Strona główna/Głębokie prawa Gry

Głębokie prawa Gry

14 stycznia 1988

W niewielkiej kawalerce panowała ciężka, milcząca atmosfera. Był to ten rodzaj ciszy, która zapada, gdy sprawy stają się zbyt proste. Kiedy obie strony uznają swe racje za ostateczne i nie ma już powodu o tym rozmawiać, bo po co? Wszystko staje się wówczas ciężkie i nieznośnie logiczne, po pomieszczeniu krążą nie dwie osoby, lecz cztery: ja, moja racja i ona oraz jej racja. Koszmar.

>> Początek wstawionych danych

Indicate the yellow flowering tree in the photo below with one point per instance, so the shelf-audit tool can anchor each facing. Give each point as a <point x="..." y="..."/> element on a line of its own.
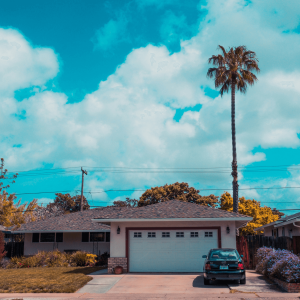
<point x="12" y="212"/>
<point x="261" y="215"/>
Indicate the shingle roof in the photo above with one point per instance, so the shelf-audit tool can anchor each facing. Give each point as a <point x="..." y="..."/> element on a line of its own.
<point x="78" y="221"/>
<point x="166" y="210"/>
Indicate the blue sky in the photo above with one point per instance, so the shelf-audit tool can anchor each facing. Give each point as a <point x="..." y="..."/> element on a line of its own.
<point x="123" y="84"/>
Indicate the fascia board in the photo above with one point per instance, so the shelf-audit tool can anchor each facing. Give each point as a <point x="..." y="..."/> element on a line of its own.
<point x="173" y="219"/>
<point x="287" y="222"/>
<point x="34" y="231"/>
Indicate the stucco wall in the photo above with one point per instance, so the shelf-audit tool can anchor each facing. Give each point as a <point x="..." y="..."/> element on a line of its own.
<point x="118" y="241"/>
<point x="71" y="241"/>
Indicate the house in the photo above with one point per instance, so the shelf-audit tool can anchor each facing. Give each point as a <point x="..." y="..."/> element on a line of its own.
<point x="287" y="226"/>
<point x="68" y="232"/>
<point x="169" y="236"/>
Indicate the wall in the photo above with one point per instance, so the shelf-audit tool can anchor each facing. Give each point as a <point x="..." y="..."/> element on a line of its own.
<point x="71" y="241"/>
<point x="118" y="241"/>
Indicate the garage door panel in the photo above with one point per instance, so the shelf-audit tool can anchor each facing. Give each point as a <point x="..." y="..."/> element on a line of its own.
<point x="170" y="254"/>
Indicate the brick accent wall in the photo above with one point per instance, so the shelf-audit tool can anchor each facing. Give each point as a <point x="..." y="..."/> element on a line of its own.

Nigdy nie wiem jak się w takich chwilach zachować. Nadciągają one znienacka i wieszczą kolejne milczące dni. Krążę po pokoju. Beata przy stole pochyla się nad białą kartką. Och nie!

Tylko nie to. Ucieknie w obraz… Tego nie wytrzymam. Siadam naprzeciw, biorę ołówek i zaczynam się wtrącać. Nic gorszego oczywiście nie mogłem zrobić; obraz to sprawa osobista, to już nie milczenie, to profanacja i zamach na intymny azyl… Pędzel Beaty z furią ląduje na ziemi. Ups…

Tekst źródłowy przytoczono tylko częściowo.